Good songs, shame about the show. It’s the same old story with this silent movie musical by Jerry Herman and Michael Stewart, which starts brightly but collapses in maudlin sentimentality after one last desperate tap dance in the sinking film studio.
Thom Southerland’s revival is sunk anyway by its technical deficiencies: an invisible live band, piped in from elsewhere in the building, and hideous, eardrum-assaulting over-microphoning (the losing grace in Parade here, too), create an alienating effect that is nowhere near Brechtian.
Most of the fast lyrics – Mabel in her deli days is “the girl with the pickles who hustles for nickels” – are swallowed, the slow ones over-sold. And Lee Proud’s choreography for “Hundreds of Girls” and the Keystone Cops sequence is so desperately energetic you feel in dire need of a good hot bath and rub down afterwards.

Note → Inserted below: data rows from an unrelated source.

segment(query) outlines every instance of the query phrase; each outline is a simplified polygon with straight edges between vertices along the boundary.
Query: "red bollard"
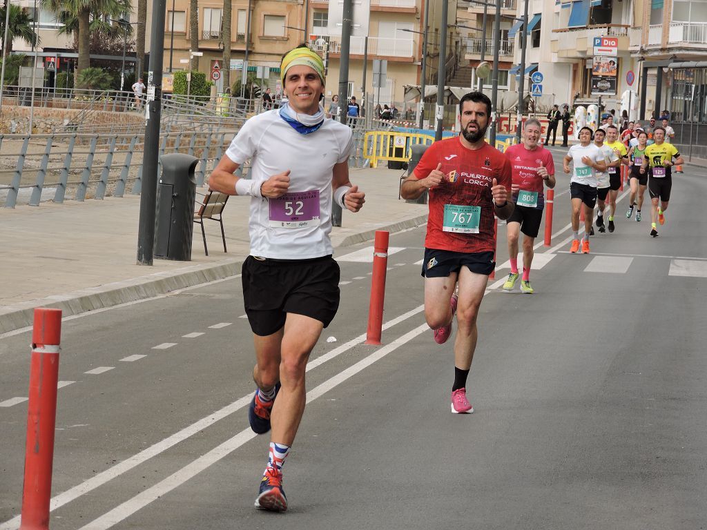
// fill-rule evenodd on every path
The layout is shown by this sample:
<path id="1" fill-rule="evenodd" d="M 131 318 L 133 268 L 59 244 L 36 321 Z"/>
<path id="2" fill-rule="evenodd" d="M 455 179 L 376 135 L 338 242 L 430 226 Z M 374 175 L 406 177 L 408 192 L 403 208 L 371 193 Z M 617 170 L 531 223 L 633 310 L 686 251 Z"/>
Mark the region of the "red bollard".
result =
<path id="1" fill-rule="evenodd" d="M 555 201 L 555 190 L 548 189 L 545 196 L 545 246 L 549 247 L 552 240 L 552 206 Z"/>
<path id="2" fill-rule="evenodd" d="M 496 246 L 498 246 L 498 245 L 497 245 L 496 239 L 496 236 L 498 235 L 498 218 L 496 217 L 496 216 L 493 216 L 493 245 L 496 245 Z M 493 256 L 494 256 L 494 257 L 496 257 L 496 250 L 498 250 L 498 248 L 496 248 L 496 249 L 493 249 Z M 495 280 L 496 279 L 496 267 L 493 267 L 493 270 L 491 271 L 491 274 L 489 275 L 489 280 Z"/>
<path id="3" fill-rule="evenodd" d="M 48 530 L 62 310 L 35 309 L 20 530 Z"/>
<path id="4" fill-rule="evenodd" d="M 375 231 L 373 243 L 373 275 L 370 278 L 370 305 L 368 306 L 368 329 L 366 344 L 380 345 L 383 326 L 383 299 L 385 297 L 385 273 L 388 264 L 388 238 L 384 230 Z"/>

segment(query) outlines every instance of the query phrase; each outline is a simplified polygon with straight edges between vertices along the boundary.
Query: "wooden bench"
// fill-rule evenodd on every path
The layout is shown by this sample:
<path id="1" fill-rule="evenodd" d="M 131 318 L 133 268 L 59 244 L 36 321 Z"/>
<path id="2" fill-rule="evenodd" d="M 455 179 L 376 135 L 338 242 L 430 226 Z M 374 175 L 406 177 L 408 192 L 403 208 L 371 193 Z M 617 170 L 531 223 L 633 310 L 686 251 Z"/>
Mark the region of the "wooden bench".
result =
<path id="1" fill-rule="evenodd" d="M 209 249 L 206 248 L 206 233 L 204 230 L 204 220 L 211 219 L 218 221 L 221 227 L 221 239 L 223 240 L 223 252 L 228 252 L 226 249 L 226 234 L 223 232 L 223 218 L 222 213 L 226 204 L 228 201 L 228 195 L 225 193 L 219 193 L 209 189 L 206 194 L 197 194 L 197 196 L 203 197 L 203 200 L 199 202 L 197 201 L 199 208 L 194 213 L 194 222 L 201 225 L 201 237 L 204 238 L 204 252 L 206 256 L 209 255 Z"/>

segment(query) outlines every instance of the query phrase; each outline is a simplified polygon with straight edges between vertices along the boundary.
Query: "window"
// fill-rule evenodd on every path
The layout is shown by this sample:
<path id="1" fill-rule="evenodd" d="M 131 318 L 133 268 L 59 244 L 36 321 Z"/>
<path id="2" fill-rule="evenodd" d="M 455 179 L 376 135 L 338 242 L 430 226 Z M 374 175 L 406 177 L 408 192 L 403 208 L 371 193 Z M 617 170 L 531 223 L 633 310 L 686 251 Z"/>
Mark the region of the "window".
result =
<path id="1" fill-rule="evenodd" d="M 247 27 L 247 11 L 245 9 L 238 10 L 238 20 L 235 25 L 236 40 L 245 40 L 245 28 Z"/>
<path id="2" fill-rule="evenodd" d="M 172 14 L 174 13 L 174 31 L 185 33 L 187 31 L 186 11 L 167 11 L 167 30 L 172 31 Z"/>
<path id="3" fill-rule="evenodd" d="M 263 19 L 263 35 L 265 37 L 285 36 L 285 17 L 280 15 L 265 15 Z"/>
<path id="4" fill-rule="evenodd" d="M 204 33 L 201 38 L 221 38 L 221 10 L 217 8 L 204 8 Z M 176 25 L 176 23 L 175 23 Z"/>
<path id="5" fill-rule="evenodd" d="M 315 11 L 312 21 L 312 33 L 316 35 L 327 35 L 329 15 L 327 11 Z"/>

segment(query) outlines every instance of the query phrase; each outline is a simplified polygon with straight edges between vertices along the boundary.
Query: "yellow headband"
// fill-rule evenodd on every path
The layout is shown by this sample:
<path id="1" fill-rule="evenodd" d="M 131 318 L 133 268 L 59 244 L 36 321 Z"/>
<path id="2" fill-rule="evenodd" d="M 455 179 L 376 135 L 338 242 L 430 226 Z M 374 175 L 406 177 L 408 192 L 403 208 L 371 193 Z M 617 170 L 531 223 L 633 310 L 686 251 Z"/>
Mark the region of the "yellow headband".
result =
<path id="1" fill-rule="evenodd" d="M 324 78 L 324 61 L 322 58 L 309 48 L 295 48 L 285 56 L 282 59 L 282 64 L 280 65 L 280 79 L 283 83 L 285 82 L 287 71 L 292 66 L 298 65 L 309 66 L 319 74 L 322 85 L 326 82 Z"/>

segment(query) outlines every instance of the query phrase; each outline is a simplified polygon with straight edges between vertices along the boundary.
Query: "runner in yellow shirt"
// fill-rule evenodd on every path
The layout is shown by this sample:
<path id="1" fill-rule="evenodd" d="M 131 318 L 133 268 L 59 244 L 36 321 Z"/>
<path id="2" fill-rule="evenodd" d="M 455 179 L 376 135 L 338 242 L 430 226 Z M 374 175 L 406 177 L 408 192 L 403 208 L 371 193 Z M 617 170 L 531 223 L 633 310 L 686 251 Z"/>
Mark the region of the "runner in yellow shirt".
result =
<path id="1" fill-rule="evenodd" d="M 621 187 L 621 165 L 629 165 L 629 153 L 626 146 L 619 141 L 619 129 L 616 125 L 607 127 L 607 141 L 604 145 L 614 151 L 618 159 L 616 162 L 609 164 L 609 225 L 607 228 L 609 232 L 614 231 L 614 214 L 617 211 L 617 196 Z"/>
<path id="2" fill-rule="evenodd" d="M 645 148 L 643 169 L 650 167 L 648 173 L 648 193 L 650 194 L 650 235 L 658 237 L 658 231 L 656 220 L 661 225 L 665 223 L 665 212 L 670 200 L 670 189 L 672 187 L 671 167 L 676 164 L 684 164 L 685 161 L 680 156 L 677 149 L 665 140 L 665 129 L 655 127 L 653 129 L 655 143 Z M 675 160 L 673 160 L 673 158 Z M 658 199 L 660 206 L 658 207 Z"/>

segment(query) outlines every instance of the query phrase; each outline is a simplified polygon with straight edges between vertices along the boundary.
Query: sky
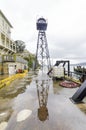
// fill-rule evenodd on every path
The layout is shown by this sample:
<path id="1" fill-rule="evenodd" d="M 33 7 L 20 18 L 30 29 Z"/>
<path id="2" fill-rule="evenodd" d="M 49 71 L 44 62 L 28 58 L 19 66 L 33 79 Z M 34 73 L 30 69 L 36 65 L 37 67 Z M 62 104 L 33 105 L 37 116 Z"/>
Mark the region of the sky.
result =
<path id="1" fill-rule="evenodd" d="M 37 48 L 36 21 L 44 17 L 51 59 L 86 61 L 86 0 L 0 0 L 0 9 L 13 26 L 11 38 L 30 52 Z"/>

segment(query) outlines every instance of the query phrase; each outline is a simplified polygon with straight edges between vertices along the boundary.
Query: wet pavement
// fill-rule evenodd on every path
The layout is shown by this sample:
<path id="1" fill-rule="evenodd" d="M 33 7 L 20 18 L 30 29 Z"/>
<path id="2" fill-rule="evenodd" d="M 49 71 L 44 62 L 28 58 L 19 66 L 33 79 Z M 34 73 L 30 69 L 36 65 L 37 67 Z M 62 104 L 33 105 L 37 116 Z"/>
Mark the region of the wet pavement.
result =
<path id="1" fill-rule="evenodd" d="M 0 89 L 0 130 L 86 130 L 86 99 L 69 99 L 77 89 L 29 72 Z"/>

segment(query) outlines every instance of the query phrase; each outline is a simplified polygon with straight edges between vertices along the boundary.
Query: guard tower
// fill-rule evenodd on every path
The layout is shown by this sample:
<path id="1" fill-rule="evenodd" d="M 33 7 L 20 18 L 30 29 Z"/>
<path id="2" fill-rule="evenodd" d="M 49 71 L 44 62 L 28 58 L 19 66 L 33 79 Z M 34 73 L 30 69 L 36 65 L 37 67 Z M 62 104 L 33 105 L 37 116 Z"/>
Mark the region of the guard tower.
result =
<path id="1" fill-rule="evenodd" d="M 42 70 L 44 69 L 44 67 L 47 67 L 49 70 L 51 68 L 51 63 L 45 33 L 45 31 L 47 30 L 47 21 L 44 18 L 39 18 L 36 22 L 36 27 L 38 30 L 38 40 L 34 69 L 37 68 L 37 64 L 39 63 Z"/>

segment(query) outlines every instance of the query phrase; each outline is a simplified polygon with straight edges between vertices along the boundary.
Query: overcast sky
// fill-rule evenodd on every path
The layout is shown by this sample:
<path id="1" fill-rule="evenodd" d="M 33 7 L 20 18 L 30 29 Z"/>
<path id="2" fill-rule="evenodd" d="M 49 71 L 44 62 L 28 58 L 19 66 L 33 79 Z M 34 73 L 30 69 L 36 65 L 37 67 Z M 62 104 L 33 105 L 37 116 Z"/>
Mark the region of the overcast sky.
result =
<path id="1" fill-rule="evenodd" d="M 30 52 L 36 52 L 36 20 L 43 16 L 50 57 L 86 61 L 86 0 L 0 0 L 0 9 L 13 26 L 12 39 Z"/>

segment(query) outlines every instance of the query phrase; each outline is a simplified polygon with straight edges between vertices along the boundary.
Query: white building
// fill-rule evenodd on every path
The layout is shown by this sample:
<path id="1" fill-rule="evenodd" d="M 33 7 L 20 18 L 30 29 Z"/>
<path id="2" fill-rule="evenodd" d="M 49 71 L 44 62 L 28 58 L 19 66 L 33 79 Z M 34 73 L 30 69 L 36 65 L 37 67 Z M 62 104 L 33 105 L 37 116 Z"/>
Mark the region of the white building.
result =
<path id="1" fill-rule="evenodd" d="M 11 39 L 12 25 L 0 10 L 0 54 L 16 53 L 16 44 Z"/>

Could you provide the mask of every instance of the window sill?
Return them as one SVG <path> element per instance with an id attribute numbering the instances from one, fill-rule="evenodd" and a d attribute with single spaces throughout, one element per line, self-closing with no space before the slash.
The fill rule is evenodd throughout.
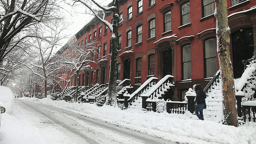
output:
<path id="1" fill-rule="evenodd" d="M 137 42 L 136 44 L 134 44 L 134 45 L 135 46 L 138 46 L 139 45 L 140 45 L 141 44 L 142 44 L 142 42 Z"/>
<path id="2" fill-rule="evenodd" d="M 165 32 L 161 34 L 161 35 L 162 35 L 162 36 L 164 36 L 164 35 L 166 35 L 166 34 L 170 34 L 172 32 L 172 30 L 170 30 L 168 31 L 167 32 Z"/>
<path id="3" fill-rule="evenodd" d="M 150 6 L 148 8 L 147 8 L 147 9 L 148 9 L 148 10 L 149 10 L 150 9 L 152 8 L 152 7 L 154 7 L 156 6 L 156 3 L 154 3 L 154 4 L 153 4 L 152 5 Z"/>
<path id="4" fill-rule="evenodd" d="M 209 16 L 205 16 L 202 18 L 200 18 L 200 20 L 200 20 L 200 21 L 202 22 L 203 22 L 206 20 L 209 19 L 210 18 L 212 18 L 213 17 L 214 17 L 214 14 L 211 14 L 210 15 L 209 15 Z"/>
<path id="5" fill-rule="evenodd" d="M 250 3 L 250 0 L 246 0 L 244 2 L 241 2 L 240 4 L 236 4 L 234 6 L 232 6 L 231 7 L 230 7 L 229 8 L 228 8 L 228 10 L 234 10 L 236 8 L 240 8 L 240 7 L 243 6 L 245 6 L 246 5 Z"/>
<path id="6" fill-rule="evenodd" d="M 156 39 L 156 36 L 154 36 L 153 37 L 152 37 L 152 38 L 148 38 L 148 39 L 147 40 L 147 42 L 149 42 L 151 40 L 153 40 L 154 39 Z"/>
<path id="7" fill-rule="evenodd" d="M 183 28 L 186 28 L 187 27 L 190 26 L 191 26 L 191 22 L 190 22 L 190 23 L 188 23 L 187 24 L 185 24 L 184 25 L 183 25 L 181 26 L 180 26 L 178 27 L 178 29 L 179 29 L 180 30 L 181 30 L 182 29 L 183 29 Z"/>
<path id="8" fill-rule="evenodd" d="M 126 20 L 126 22 L 129 22 L 129 21 L 132 20 L 132 18 L 131 18 Z"/>
<path id="9" fill-rule="evenodd" d="M 132 47 L 132 46 L 127 46 L 127 47 L 124 48 L 124 49 L 129 49 L 129 48 L 131 48 L 131 47 Z"/>
<path id="10" fill-rule="evenodd" d="M 140 12 L 139 13 L 138 13 L 137 14 L 136 14 L 135 15 L 135 16 L 136 16 L 136 17 L 138 16 L 141 15 L 141 14 L 142 14 L 143 13 L 143 12 Z"/>

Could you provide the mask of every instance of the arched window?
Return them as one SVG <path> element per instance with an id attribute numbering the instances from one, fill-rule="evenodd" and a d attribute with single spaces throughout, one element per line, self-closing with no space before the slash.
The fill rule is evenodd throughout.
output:
<path id="1" fill-rule="evenodd" d="M 216 40 L 215 38 L 204 41 L 204 77 L 213 76 L 217 72 Z"/>
<path id="2" fill-rule="evenodd" d="M 182 78 L 191 78 L 191 48 L 190 45 L 182 47 Z"/>
<path id="3" fill-rule="evenodd" d="M 117 74 L 116 74 L 116 79 L 120 80 L 120 72 L 121 71 L 121 64 L 117 64 Z"/>
<path id="4" fill-rule="evenodd" d="M 130 30 L 127 32 L 127 46 L 132 45 L 132 31 Z"/>
<path id="5" fill-rule="evenodd" d="M 190 11 L 189 2 L 181 6 L 181 25 L 183 25 L 190 22 Z"/>
<path id="6" fill-rule="evenodd" d="M 136 64 L 136 78 L 135 78 L 136 83 L 140 84 L 141 82 L 141 58 L 138 58 L 137 59 Z"/>
<path id="7" fill-rule="evenodd" d="M 155 36 L 155 19 L 152 19 L 149 21 L 149 38 L 151 38 Z"/>
<path id="8" fill-rule="evenodd" d="M 164 14 L 164 31 L 167 32 L 171 30 L 171 11 L 168 12 Z"/>
<path id="9" fill-rule="evenodd" d="M 137 28 L 137 42 L 142 41 L 142 26 L 140 26 Z"/>
<path id="10" fill-rule="evenodd" d="M 152 54 L 148 57 L 148 75 L 155 74 L 155 55 Z"/>

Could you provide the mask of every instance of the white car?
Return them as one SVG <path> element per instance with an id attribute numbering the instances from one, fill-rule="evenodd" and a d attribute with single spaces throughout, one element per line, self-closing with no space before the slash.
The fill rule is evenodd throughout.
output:
<path id="1" fill-rule="evenodd" d="M 0 102 L 4 104 L 3 107 L 6 109 L 5 112 L 12 115 L 14 105 L 14 97 L 10 89 L 0 86 Z M 0 106 L 2 106 L 0 105 Z"/>

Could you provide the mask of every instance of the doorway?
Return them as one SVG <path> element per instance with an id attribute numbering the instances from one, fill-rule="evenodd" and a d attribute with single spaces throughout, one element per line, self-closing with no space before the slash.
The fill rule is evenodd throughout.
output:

Handsome, chisel-featured Norman Bowman as a dictatorial Mack Sennett, resisting the winds of change in his industry, and Laura Pitt-Pulford, all sobs and wobbly warmth as his two-reeler star Mabel Normand, act their socks off, but there’s not much chemistry going on between them. And anyway, socks are always better left on.
Best musical moment is “When Mabel Comes in the Room,” a really lovely, lilting melody that reminds you how, with Herman’s Dolly Levi, you also felt the room swaying; and it’s insinuatingly delivered by Frank Capra (Stuart Matthew Price) and the company on Mabel’s return to the studio.
Mabel is torn between Mack and the new world and drugs culture of Hollywood talkies. What’s missing is any musical theatre expression of that slump; “Time Heals Everything,” portentously delivered by Pitt-Pulford at the top of a shaky tower, comes across as a take-home torch song, not a fully earned dramatic outpouring.
In the last revival, Janie Dee performed a zonked-out tap routine, limbs flailing like an abandoned puppet’s, that did the job. That John Doyle production, using the same Francine Pascal revisions, tightened the show more successfully, placing it all in Mack’s memory.
Here, the narrative is shared out, for no good reason, with Richard J Hunt’s jolly, enthusiastic Fatty Arbuckle and Jessica Martin’s terrific Lottie Ames. The result is a scattergun, fussily designed (by Jason Denvir) movie-lot musical making some of the same points, but far less entertainingly, as Singin’ in the Rain.
It’s no consolation to reflect, in this summer of sport, that the famous overture – wittily relocated as an entr’acte in Doyle’s bare-bones revival – provided the soundtrack to Torvill and Dean’s ice-skating triumph in the Los Angeles Olympics of 1984.